Unnamed: 0,Survived,Pclass,Age,SibSp,Sex,Parch,female,male
0,0,3,22.0,1,male,0,0,1
1,1,1,38.0,1,female,0,1,0
2,1,3,26.0,0,female,0,1,0
3,1,1,35.0,1,female,0,1,0
4,0,3,35.0,0,male,0,0,1


## Building the model

Let's build the model. Remember we can only add one of the variables *male* and *female*. They are perfectly correlated in this dataset so the model wouldn't be able to distinguish between them.

In [17]:
from sklearn.preprocessing import normalize
X = df[['Age', 'Pclass', 'SibSp', 'Parch', 'female']] #create the X matrix
y = df['Survived'] #create the y-variable
X = normalize(X)

X_train, X_test, y_train, y_test = train_test_split(X, y, test_size=0.3, random_state=1) #split the data, store it into different variables
X_train

array([[0.99794027, 0.04536092, 0.        , 0.        , 0.04536092],
       [0.99450545, 0.10468478, 0.        , 0.        , 0.        ],
       [0.99764151, 0.06139332, 0.        , 0.        , 0.03069666],
       ...,
       [0.99922929, 0.02775637, 0.        , 0.02775637, 0.        ],
       [0.99503719, 0.09950372, 0.        , 0.        , 0.        ],
       [0.99902487, 0.03121953, 0.        , 0.        , 0.03121953]])

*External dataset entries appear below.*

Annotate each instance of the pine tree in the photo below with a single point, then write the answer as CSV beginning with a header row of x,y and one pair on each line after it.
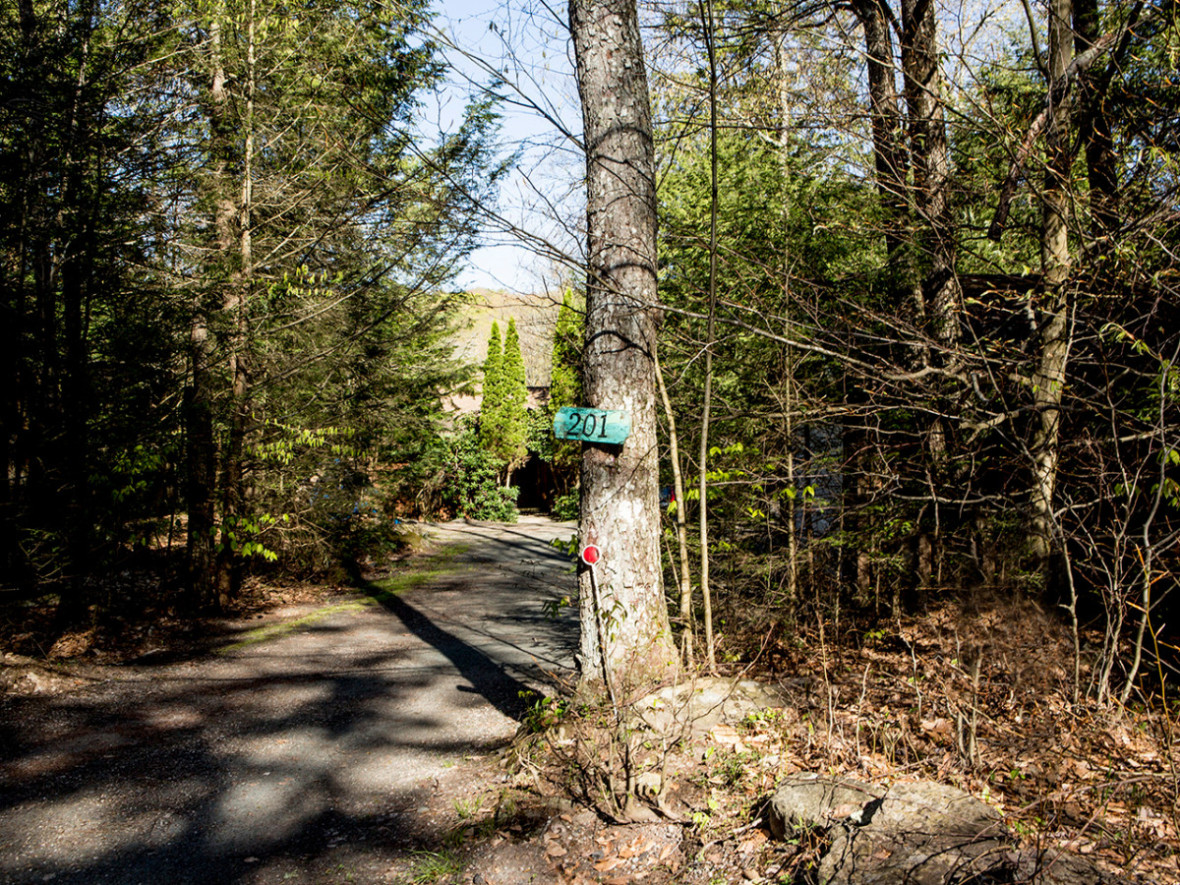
x,y
565,386
516,401
491,412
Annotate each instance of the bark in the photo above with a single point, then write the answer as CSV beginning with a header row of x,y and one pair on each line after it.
x,y
710,656
237,295
1094,126
620,491
942,293
202,447
1049,378
684,572
889,148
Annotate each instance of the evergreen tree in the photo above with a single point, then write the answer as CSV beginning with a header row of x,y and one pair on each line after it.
x,y
515,404
565,386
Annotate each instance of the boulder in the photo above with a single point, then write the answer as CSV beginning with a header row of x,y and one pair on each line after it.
x,y
697,706
920,833
806,801
916,834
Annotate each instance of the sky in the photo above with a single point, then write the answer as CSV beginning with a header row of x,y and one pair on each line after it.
x,y
525,43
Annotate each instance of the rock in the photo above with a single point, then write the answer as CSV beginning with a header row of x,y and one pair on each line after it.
x,y
805,801
699,706
513,864
1059,867
920,833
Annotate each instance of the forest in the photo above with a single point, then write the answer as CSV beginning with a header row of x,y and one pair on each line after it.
x,y
915,328
916,279
890,289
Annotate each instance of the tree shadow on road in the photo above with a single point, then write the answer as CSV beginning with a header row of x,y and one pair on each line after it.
x,y
489,677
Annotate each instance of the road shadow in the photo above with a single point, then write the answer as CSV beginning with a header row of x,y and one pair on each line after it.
x,y
489,677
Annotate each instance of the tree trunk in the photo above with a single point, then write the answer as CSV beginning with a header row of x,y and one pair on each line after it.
x,y
1049,378
237,295
889,146
204,565
1094,128
942,293
620,491
710,655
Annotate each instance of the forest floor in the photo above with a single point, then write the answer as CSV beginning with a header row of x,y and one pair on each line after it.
x,y
327,735
323,740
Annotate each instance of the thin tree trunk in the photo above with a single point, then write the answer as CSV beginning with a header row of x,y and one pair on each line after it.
x,y
1049,378
237,295
1094,128
202,446
784,96
710,659
677,479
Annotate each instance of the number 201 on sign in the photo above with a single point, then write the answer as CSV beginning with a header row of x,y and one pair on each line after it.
x,y
592,425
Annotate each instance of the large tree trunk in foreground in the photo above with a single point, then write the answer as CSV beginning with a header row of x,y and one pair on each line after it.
x,y
620,492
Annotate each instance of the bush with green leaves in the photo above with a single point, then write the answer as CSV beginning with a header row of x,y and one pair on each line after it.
x,y
472,487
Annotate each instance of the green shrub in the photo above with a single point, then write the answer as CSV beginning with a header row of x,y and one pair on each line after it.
x,y
472,487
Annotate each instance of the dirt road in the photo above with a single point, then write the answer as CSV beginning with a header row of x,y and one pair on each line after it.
x,y
303,752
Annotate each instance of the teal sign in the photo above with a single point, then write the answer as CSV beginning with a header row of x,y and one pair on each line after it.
x,y
592,425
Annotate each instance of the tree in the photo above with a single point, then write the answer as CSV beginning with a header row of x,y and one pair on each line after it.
x,y
625,641
565,385
515,404
503,418
491,408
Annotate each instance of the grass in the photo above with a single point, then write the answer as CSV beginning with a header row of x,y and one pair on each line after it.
x,y
375,594
434,866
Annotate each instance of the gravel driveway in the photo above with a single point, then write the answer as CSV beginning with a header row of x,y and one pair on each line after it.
x,y
300,758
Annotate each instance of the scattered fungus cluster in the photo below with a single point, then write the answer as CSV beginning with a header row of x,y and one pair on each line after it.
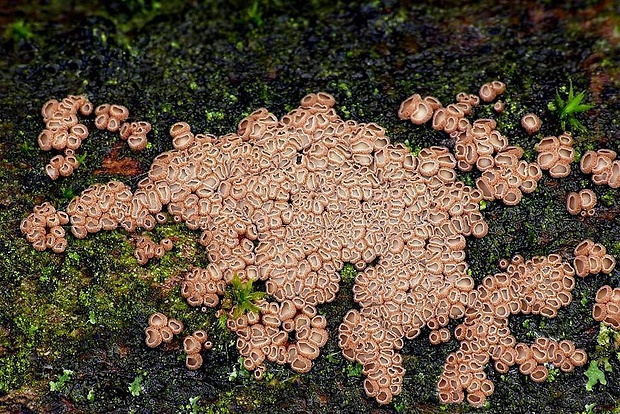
x,y
556,154
603,166
607,306
44,228
201,286
582,202
161,329
541,286
531,123
287,332
592,258
289,201
63,133
504,175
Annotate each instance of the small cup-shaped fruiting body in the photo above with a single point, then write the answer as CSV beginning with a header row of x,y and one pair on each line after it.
x,y
166,244
166,334
422,113
201,336
409,106
573,203
52,171
179,128
608,262
153,337
539,374
45,140
498,86
584,248
158,320
476,399
588,162
119,112
193,361
66,169
175,325
599,312
440,118
582,266
487,93
547,159
137,142
191,345
48,109
531,123
588,199
559,170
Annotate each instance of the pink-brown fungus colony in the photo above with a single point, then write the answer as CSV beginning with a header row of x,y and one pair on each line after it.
x,y
64,134
288,201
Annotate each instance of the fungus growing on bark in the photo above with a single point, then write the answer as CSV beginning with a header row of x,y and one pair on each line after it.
x,y
263,198
531,123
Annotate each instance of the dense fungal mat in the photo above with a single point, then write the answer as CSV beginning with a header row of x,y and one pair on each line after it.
x,y
289,201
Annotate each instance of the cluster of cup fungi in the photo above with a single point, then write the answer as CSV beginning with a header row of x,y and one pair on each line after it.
x,y
64,133
607,306
289,201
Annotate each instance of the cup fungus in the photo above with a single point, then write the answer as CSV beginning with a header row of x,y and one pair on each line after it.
x,y
309,171
531,123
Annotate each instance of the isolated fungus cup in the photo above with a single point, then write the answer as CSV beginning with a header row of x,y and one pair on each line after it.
x,y
531,123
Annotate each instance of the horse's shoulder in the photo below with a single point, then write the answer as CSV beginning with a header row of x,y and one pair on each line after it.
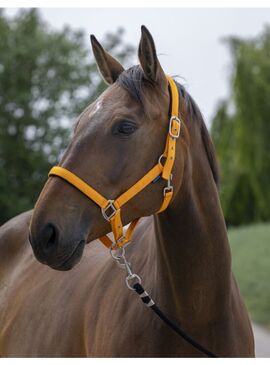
x,y
14,235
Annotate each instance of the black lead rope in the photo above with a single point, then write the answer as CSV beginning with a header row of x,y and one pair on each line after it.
x,y
148,301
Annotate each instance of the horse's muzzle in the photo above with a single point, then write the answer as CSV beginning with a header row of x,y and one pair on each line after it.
x,y
51,250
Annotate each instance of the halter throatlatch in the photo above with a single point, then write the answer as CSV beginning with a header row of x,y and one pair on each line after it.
x,y
111,209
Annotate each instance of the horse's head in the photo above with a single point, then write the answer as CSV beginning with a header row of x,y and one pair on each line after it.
x,y
117,139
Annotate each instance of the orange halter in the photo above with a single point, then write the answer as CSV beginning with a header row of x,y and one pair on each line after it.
x,y
111,209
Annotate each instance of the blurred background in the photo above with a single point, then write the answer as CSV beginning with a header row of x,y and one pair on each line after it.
x,y
222,56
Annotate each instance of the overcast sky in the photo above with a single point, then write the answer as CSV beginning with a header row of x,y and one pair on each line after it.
x,y
189,41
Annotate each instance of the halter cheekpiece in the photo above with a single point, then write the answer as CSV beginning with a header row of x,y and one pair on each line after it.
x,y
111,208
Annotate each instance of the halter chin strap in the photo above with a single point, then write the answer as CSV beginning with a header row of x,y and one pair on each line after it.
x,y
111,209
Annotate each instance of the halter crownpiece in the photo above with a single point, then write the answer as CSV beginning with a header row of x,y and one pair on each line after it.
x,y
111,209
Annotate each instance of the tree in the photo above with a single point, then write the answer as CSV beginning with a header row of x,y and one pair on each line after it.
x,y
241,133
46,79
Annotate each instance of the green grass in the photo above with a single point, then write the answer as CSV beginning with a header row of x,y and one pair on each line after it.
x,y
251,265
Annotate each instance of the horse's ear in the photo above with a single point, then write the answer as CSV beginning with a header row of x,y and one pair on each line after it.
x,y
148,58
108,66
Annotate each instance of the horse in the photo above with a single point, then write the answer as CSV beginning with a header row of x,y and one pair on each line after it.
x,y
182,254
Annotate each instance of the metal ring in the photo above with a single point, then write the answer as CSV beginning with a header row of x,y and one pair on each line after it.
x,y
130,277
118,255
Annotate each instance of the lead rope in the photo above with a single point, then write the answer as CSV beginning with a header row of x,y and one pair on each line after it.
x,y
120,257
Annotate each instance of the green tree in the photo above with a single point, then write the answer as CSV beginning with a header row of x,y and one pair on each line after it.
x,y
47,78
241,133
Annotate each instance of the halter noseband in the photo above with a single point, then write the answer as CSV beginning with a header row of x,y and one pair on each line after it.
x,y
111,209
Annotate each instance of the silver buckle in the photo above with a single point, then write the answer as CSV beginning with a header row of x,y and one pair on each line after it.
x,y
170,127
169,186
104,210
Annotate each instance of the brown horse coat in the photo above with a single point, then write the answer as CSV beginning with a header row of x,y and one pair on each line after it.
x,y
182,255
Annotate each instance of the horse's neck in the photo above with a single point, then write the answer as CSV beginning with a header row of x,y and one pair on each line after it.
x,y
193,255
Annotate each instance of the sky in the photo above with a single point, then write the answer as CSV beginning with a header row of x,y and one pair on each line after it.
x,y
190,42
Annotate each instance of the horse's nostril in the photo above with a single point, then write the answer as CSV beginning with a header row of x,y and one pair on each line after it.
x,y
50,236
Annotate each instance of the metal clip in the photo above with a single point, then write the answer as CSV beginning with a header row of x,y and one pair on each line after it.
x,y
121,260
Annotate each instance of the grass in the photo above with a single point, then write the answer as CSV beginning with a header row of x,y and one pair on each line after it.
x,y
251,265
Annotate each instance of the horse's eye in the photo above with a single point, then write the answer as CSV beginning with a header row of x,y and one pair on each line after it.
x,y
125,128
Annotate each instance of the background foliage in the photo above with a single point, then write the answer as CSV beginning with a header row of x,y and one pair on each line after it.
x,y
241,133
47,78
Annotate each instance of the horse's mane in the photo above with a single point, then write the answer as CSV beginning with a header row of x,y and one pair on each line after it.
x,y
133,80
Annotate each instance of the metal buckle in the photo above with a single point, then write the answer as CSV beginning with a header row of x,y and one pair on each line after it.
x,y
170,127
104,210
160,159
169,186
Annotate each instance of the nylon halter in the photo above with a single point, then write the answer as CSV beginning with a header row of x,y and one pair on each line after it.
x,y
111,208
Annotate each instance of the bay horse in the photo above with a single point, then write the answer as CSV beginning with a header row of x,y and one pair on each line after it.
x,y
181,254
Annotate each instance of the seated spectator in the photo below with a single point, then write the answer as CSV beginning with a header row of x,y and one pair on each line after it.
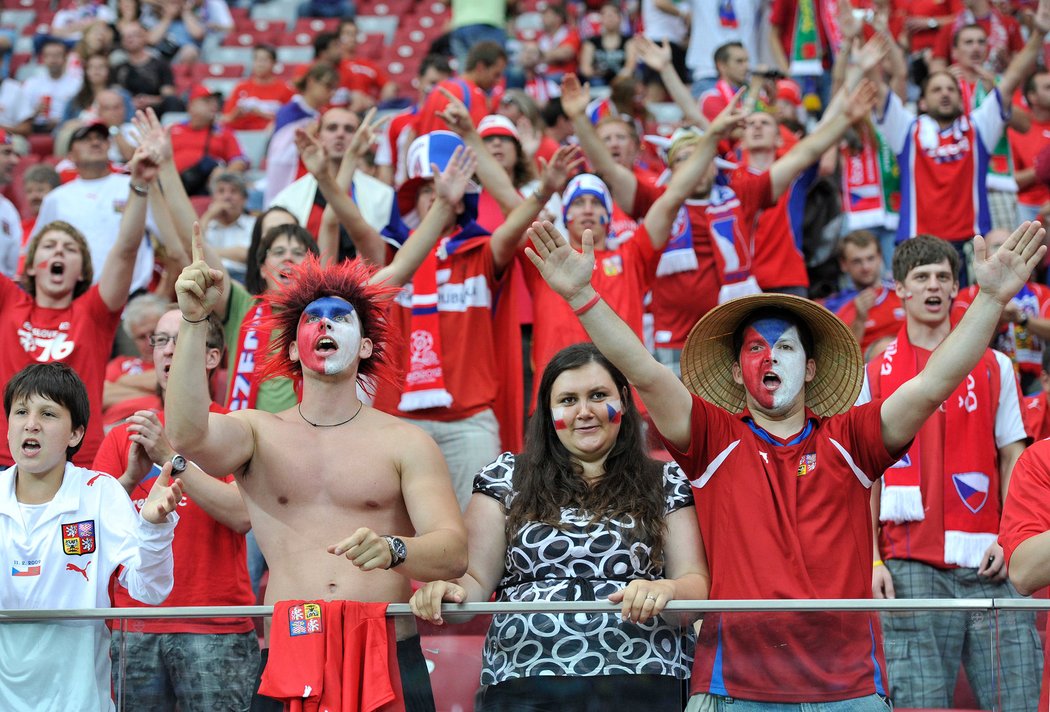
x,y
608,55
76,519
366,82
869,307
49,91
166,660
146,78
225,224
130,380
254,102
580,479
201,146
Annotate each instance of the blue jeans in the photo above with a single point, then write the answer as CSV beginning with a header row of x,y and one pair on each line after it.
x,y
708,703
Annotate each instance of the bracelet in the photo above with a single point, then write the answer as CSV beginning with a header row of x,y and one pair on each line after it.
x,y
587,307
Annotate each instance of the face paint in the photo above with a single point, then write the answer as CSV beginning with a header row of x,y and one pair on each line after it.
x,y
773,363
329,336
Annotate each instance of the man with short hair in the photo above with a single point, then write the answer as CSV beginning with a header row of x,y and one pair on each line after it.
x,y
937,510
869,307
793,469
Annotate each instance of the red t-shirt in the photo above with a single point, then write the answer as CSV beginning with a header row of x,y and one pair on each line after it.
x,y
1026,514
466,291
622,276
468,92
1025,148
211,564
786,519
188,145
259,100
884,318
81,336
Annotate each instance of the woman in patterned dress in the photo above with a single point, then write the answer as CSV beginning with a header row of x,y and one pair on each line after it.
x,y
583,514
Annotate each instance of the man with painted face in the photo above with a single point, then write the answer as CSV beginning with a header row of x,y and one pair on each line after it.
x,y
329,476
763,425
937,510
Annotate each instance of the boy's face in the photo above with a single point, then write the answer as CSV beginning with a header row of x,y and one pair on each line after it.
x,y
39,432
927,292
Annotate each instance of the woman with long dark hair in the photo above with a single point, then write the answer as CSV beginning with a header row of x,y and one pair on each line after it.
x,y
583,514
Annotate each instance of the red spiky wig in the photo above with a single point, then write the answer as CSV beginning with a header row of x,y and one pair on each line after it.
x,y
349,280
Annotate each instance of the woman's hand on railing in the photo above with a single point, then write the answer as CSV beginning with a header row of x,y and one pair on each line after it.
x,y
426,602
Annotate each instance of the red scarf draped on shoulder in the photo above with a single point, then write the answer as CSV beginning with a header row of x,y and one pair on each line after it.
x,y
970,458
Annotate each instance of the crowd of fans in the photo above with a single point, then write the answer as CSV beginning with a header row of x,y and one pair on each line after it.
x,y
843,152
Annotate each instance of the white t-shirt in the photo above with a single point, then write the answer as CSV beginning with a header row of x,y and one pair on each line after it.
x,y
95,208
11,237
61,90
65,665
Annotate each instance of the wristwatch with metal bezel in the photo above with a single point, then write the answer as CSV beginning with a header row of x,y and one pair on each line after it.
x,y
398,550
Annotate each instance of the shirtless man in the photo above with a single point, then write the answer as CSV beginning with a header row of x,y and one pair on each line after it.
x,y
331,467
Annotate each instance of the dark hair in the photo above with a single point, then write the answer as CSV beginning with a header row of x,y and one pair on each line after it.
x,y
486,53
972,25
294,233
858,238
87,272
435,62
804,335
923,250
547,480
253,276
57,382
721,54
268,48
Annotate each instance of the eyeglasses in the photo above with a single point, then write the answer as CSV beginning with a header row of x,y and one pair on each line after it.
x,y
161,340
282,252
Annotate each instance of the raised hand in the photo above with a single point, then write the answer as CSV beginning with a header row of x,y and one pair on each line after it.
x,y
456,114
1003,273
575,97
564,164
565,270
200,287
311,151
656,57
450,184
164,497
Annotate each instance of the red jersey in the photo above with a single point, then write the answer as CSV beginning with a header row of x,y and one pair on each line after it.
x,y
1025,148
258,103
803,503
622,276
1026,514
188,145
468,92
467,288
211,565
884,318
81,336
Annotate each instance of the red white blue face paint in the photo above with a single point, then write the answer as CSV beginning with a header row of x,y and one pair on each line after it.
x,y
773,363
329,336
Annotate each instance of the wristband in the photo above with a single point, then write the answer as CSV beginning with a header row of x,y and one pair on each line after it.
x,y
589,306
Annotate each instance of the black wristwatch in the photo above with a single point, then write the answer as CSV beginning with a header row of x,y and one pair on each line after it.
x,y
398,551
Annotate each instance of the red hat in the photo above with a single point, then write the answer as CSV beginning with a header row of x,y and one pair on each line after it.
x,y
201,91
497,124
790,91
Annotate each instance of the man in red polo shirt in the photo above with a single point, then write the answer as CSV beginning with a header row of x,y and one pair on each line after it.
x,y
201,143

Let's use the *KNeightborsClassifier* class from sklearn:

In [16]:
from sklearn.neighbors import KNeighborsClassifier #the object class we need

knn = KNeighborsClassifier() #create a KNN-classifier with 5 neighbors (default)
knn = knn.fit(X_train, y_train) #this fits the k-nearest neigbor model with the train data



## Model evaluation

Let's start by calculating accuracy. As always, we do the evaluation on the test data.

In [19]:
knn.score(X_test, y_test) #calculate the fit on the *test* data

0.8093023255813954

Accuracy is 80.9%. An easy comparison is to compare with the best baseline guess: always guess "Not Survived". That would give us 424 / (424 + 290) = 59.4% (see *value_counts* above). So the model is a lot better than the baseline guess.